2.2.3 Avoid over-frequent full photos

Although Redis uses the bgsave function to fork the child process to complete the snapshot of the data in the memory in the background, it does not affect the parent process to continue processing various operations of the client.
However, one thing to note is that executing full data snapshots too frequently will inevitably lead to serious performance overhead:

  • Frequently generating RDB files and writing them to disk will cause excessive disk pressure and reduce efficiency.
  • The bgsave child process that comes out of the fork will block the running of the main thread to a certain extent because it shares the data of the main thread. The larger the memory of the main thread, the longer the blocking time.

2.3 Summary RDB

  • The recovery speed of snapshots is fast, but the frequency of generating RDB files needs to be controlled at a certain level. If the frequency is too low and the snapshot interval is large, more data will be lost; if the frequency is too fast, additional overhead will be consumed and Redis performance will be reduced.
  • RDB recommends using binary + data compression to write to disk. The file size is small and the data recovery speed is fast.

3.AOF log

The AOF log stores the sequential instruction sequence of the Redis server. The AOF log only records instructions that modify the memory.
Assuming that the AOF log records all modified instruction sequences since the creation of the Redis instance, then all instructions can be executed sequentially on an empty Redis instance.
In other words, the memory data structure of the current instance of Redis can be established through replay. Are you familiar with this model? Have you ever thought about the relay log during MySQL master-slave synchronization?

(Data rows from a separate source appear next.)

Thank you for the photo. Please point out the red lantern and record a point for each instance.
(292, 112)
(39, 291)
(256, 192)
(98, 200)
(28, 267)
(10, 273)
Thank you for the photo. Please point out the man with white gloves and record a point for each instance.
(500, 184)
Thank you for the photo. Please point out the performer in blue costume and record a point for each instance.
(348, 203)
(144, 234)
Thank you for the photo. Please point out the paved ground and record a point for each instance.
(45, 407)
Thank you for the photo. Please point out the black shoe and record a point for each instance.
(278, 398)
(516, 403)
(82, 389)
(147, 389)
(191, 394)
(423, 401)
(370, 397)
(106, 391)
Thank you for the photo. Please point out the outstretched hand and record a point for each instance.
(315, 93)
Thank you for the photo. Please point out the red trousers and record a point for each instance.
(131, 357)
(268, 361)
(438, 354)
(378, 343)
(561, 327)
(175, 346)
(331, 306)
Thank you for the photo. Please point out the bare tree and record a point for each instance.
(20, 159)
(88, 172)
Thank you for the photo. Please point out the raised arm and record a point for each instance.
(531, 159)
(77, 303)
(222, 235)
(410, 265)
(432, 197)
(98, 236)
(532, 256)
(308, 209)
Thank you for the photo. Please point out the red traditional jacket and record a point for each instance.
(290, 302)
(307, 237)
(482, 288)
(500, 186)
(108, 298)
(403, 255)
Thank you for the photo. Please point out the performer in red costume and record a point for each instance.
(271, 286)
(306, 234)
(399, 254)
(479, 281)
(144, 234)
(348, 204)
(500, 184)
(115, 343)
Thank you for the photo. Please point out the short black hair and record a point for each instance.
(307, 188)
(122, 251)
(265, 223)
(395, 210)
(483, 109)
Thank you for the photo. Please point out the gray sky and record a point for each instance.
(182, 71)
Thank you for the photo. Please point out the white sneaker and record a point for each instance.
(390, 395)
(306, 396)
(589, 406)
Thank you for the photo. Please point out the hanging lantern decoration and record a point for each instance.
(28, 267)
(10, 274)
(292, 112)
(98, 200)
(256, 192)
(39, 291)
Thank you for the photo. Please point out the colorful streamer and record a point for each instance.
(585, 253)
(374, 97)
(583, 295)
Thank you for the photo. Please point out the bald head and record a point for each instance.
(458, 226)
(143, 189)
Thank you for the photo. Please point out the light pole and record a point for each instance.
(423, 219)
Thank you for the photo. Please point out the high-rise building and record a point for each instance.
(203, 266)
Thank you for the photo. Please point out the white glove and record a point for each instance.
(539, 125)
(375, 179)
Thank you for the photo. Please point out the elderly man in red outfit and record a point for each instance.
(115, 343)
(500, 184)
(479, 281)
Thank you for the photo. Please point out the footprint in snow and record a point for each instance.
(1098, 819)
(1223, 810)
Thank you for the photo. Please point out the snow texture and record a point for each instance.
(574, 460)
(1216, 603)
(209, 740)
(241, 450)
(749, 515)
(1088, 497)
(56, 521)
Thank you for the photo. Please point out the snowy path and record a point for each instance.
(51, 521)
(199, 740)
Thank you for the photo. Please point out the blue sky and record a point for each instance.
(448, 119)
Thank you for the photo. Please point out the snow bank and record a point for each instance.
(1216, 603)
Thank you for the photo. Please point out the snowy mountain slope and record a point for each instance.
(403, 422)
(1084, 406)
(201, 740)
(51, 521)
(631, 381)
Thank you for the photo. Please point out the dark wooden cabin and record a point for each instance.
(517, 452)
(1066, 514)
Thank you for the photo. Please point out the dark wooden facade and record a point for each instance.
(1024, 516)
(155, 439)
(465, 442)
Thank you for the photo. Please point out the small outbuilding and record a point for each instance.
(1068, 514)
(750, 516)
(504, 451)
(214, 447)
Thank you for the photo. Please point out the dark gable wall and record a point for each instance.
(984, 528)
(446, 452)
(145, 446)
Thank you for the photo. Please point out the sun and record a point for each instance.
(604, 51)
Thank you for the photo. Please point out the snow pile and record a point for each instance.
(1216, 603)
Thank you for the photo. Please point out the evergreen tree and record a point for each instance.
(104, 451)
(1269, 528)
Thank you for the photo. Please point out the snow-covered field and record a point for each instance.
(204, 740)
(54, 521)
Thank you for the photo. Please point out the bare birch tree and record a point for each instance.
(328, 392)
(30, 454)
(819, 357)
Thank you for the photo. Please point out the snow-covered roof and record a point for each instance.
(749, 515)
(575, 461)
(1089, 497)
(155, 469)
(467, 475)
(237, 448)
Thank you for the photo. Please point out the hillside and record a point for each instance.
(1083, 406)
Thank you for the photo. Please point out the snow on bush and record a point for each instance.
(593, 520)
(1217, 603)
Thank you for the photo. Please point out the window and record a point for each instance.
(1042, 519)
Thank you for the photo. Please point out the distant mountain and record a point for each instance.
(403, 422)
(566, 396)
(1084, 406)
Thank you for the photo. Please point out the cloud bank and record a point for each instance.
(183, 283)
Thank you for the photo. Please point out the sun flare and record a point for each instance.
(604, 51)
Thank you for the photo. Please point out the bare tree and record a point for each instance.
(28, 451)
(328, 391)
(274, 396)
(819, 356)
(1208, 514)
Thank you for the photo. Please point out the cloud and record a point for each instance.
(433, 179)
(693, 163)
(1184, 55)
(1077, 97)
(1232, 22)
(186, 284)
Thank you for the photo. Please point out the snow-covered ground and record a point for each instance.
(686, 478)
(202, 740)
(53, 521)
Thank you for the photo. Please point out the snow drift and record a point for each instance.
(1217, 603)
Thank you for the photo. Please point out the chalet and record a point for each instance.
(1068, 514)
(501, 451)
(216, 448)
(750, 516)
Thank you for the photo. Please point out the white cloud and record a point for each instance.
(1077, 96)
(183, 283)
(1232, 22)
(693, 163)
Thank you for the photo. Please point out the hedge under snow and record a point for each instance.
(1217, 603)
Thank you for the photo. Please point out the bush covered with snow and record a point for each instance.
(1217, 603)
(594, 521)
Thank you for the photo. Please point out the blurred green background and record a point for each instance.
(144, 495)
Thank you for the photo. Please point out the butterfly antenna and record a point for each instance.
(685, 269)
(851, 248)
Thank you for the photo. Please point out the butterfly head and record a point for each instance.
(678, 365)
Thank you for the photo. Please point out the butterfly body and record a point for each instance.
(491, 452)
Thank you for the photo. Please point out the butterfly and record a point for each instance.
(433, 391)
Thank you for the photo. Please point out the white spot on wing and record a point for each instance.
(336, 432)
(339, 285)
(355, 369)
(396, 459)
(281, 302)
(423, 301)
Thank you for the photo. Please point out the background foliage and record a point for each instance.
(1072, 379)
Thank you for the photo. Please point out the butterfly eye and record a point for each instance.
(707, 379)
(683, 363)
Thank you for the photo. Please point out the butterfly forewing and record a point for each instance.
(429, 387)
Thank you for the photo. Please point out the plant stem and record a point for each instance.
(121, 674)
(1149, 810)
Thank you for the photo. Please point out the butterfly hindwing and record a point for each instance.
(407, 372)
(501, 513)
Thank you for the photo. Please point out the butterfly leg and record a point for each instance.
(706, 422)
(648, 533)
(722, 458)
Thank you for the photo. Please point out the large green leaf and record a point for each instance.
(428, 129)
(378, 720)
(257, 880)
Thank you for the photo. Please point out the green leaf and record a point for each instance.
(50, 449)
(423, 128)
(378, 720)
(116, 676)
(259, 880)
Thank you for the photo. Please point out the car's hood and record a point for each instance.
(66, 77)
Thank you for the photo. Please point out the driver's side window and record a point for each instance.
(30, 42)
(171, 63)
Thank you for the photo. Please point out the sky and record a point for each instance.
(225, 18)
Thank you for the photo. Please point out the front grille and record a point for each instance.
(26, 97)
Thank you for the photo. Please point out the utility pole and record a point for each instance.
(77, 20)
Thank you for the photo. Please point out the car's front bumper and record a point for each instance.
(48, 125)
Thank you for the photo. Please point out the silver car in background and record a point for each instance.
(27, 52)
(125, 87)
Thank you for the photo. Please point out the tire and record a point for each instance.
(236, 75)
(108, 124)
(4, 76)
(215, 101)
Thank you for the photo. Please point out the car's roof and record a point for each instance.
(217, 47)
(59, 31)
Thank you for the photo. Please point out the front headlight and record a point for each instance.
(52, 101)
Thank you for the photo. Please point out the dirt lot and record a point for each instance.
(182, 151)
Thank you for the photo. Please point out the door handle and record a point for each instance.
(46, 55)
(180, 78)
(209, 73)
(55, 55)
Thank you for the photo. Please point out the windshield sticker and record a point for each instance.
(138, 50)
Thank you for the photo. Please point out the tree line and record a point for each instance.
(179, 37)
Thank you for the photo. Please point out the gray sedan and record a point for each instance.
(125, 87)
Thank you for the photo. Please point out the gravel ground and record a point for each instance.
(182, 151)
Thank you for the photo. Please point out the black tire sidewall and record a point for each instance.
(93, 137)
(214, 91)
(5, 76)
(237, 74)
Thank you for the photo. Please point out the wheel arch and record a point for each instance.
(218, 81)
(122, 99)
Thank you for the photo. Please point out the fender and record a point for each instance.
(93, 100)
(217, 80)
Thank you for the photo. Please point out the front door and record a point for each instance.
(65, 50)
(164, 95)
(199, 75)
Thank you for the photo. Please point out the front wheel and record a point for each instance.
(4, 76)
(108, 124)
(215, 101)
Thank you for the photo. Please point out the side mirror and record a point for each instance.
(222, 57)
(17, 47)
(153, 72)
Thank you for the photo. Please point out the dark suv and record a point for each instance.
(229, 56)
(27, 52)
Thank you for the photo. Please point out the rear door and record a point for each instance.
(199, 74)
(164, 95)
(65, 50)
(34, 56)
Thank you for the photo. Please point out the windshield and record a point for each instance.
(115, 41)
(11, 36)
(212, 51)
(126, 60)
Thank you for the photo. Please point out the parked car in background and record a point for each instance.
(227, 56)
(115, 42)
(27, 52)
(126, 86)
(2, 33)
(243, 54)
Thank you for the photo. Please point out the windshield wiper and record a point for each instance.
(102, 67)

3.1 Comparison before and after log changes

There are two modes for AOF recording logs. One is write-ahead log, also called write-ahead log (WAL): before actually writing the data, the modified data is written to the log file.
The other is post-write logging: perform the write operation first, and then record the log after the data is stored in the memory.
The write-ahead log is similar to the redo log in the MySQL Innodb engine. The log is recorded before modifying the data and then modified.

It is recommended to use the post-write log mode to avoid additional checking overhead and no need to perform syntax checking on executed commands. If you use write-ahead logging, you need to check whether the syntax is correct first. Otherwise, the log records wrong commands, and an error will occur when using log recovery. In addition, recording the log after writing will not block the execution of the current write command.

3.2. Possible problems

  • There may be loss: for example, Redis just finished executing the command and crashed before recording the log, so the command data was lost.
  • AOF avoids blocking of the current command, but the AOF log is executed by the main thread. During the process of writing the log to the disk, if the disk pressure is high, the execution will slow down and subsequent operations will be reduced.

3.3. Write-back strategy

The above problem is inevitable when Redis reads and writes at high frequencies. To solve it, just create a layer of buffering during writing to avoid through blocking. At this time, Redis provides an execution strategy called writeback strategy.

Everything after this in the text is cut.